Grey’s organization, Leadership Council on Legal Diversity, facilitates a mentorship program that has matched about 750 members of law firms and departments throughout the country with first-year law students. As the students progress through school and prepare to enter the workforce, “hopefully those relationships continue,” Grey said.
Thinking outside the box in a virtual world
Turning to the present moment, which requires relationships to develop and be cultivated virtually because of the Covid-19 pandemic, the panelists discussed the opportunities this new environment presents. Connecting virtually, they noted, offers new ways to differentiate yourself.
Perhaps that means designing your resume in a different way than you might for an in-person interview, coming up with a creative way of introducing yourself in a virtual space, Grey said. “We are treading new waters, cutting a new trail, and you have the opportunity to lead. Take advantage of it.”
[Learn more from law firm leaders about how to succeed as a law student and new lawyer during the Covid-19 pandemic.]
As protests for racial justice and related social unrest this past summer put an even greater spotlight on the importance of diversity, equity, and inclusion, panelists said they have seen a renewed commitment to cultivating it in their own organizations.

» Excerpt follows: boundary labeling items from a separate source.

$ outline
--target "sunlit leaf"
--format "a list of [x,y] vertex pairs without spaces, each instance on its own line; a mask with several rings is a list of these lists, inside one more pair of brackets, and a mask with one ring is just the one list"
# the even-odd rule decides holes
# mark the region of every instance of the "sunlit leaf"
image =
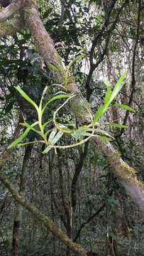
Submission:
[[52,141],[54,137],[55,136],[57,132],[57,129],[56,127],[55,127],[52,129],[52,132],[50,132],[49,138],[48,138],[48,142],[50,144],[52,144]]
[[62,94],[62,95],[56,95],[56,96],[52,97],[50,100],[49,100],[46,102],[45,105],[44,107],[43,108],[43,110],[42,110],[42,114],[43,114],[45,108],[47,107],[47,106],[48,106],[50,102],[53,102],[53,101],[55,101],[55,100],[58,100],[58,99],[68,98],[69,97],[70,97],[70,95],[67,95],[67,94],[65,94],[65,95],[63,95],[63,94]]
[[117,123],[109,123],[109,122],[106,122],[104,123],[104,125],[109,125],[109,126],[112,126],[113,127],[116,127],[116,128],[128,128],[128,125],[123,125],[123,124],[117,124]]
[[111,102],[112,102],[113,100],[114,100],[114,98],[117,96],[117,95],[121,90],[123,85],[123,82],[125,79],[126,75],[126,72],[123,72],[121,75],[120,78],[118,79],[118,82],[116,82],[111,94],[111,100],[110,100]]
[[38,107],[37,106],[36,103],[35,103],[34,101],[33,100],[31,100],[31,97],[18,86],[15,87],[15,88],[21,95],[21,96],[25,100],[26,100],[29,103],[31,103],[35,108],[36,111],[38,112]]
[[18,143],[20,143],[23,140],[23,139],[24,139],[26,137],[26,135],[28,134],[31,128],[29,127],[26,128],[24,132],[8,146],[8,149],[11,149],[12,147],[16,146]]
[[[54,128],[55,129],[55,128]],[[54,133],[53,133],[54,134]],[[63,132],[61,131],[59,131],[57,132],[57,134],[53,137],[52,139],[51,139],[50,141],[50,143],[51,145],[54,146],[57,142],[58,140],[61,138],[61,137],[63,135]],[[43,151],[43,154],[46,154],[48,153],[50,149],[51,149],[52,146],[50,145],[46,147],[46,149]]]
[[104,103],[106,103],[108,102],[110,102],[111,96],[111,86],[109,85],[104,97]]
[[57,74],[60,75],[60,78],[63,78],[61,70],[60,70],[60,69],[56,65],[54,64],[49,64],[48,68],[55,70],[56,73],[57,73]]
[[106,102],[103,106],[99,107],[94,115],[94,119],[92,121],[92,124],[95,124],[102,114],[107,110],[109,106],[109,102]]
[[99,136],[99,139],[104,142],[109,142],[111,140],[111,138],[107,137],[106,136]]
[[125,104],[118,104],[118,103],[115,103],[113,105],[113,106],[115,107],[121,107],[124,110],[129,110],[131,112],[135,112],[136,110],[135,109],[133,109],[133,107],[130,107],[130,106],[128,106]]
[[106,137],[109,137],[114,139],[114,138],[113,138],[111,135],[110,135],[108,132],[104,131],[104,130],[101,129],[99,129],[99,128],[96,129],[96,134],[101,134],[101,135],[104,135],[104,136],[106,136]]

“I think everyone was talking about diversity, equity, and inclusion before they knew what it was,” Johnson said. “Now folks are really digging into understanding why it works … all of the various programs, initiatives, and areas of focus that fall within it, and why it’s important, why it matters. They’re open and more prepared not only to resource these initiatives, but to be very public about taking action.”
What are the next steps?
At this point, in order to move forward, it’s not enough to pay lip service to the cause. With Black attorneys accounting for less than 2% of partners among firms surveyed by the National Association for Law Placement, the legal industry is still a long way from fully addressing internal racial inequality.
“I think now we have got to hold ourselves accountable for results, and it is going to become a form of competition, I believe, for retaining and promoting the best talent,” Castillo said.
In addition to increasing diversity within, he added, corporations have a responsibility to demand accountability from outside counsel.
“The buck stops with those people who pay, and if they say something, we all listen. If it’s tied to compensation, what you do in diversity, inclusion, promotion of diverse talent, then all of a sudden it happens in a different way. It’s more intentional and more deliberate.”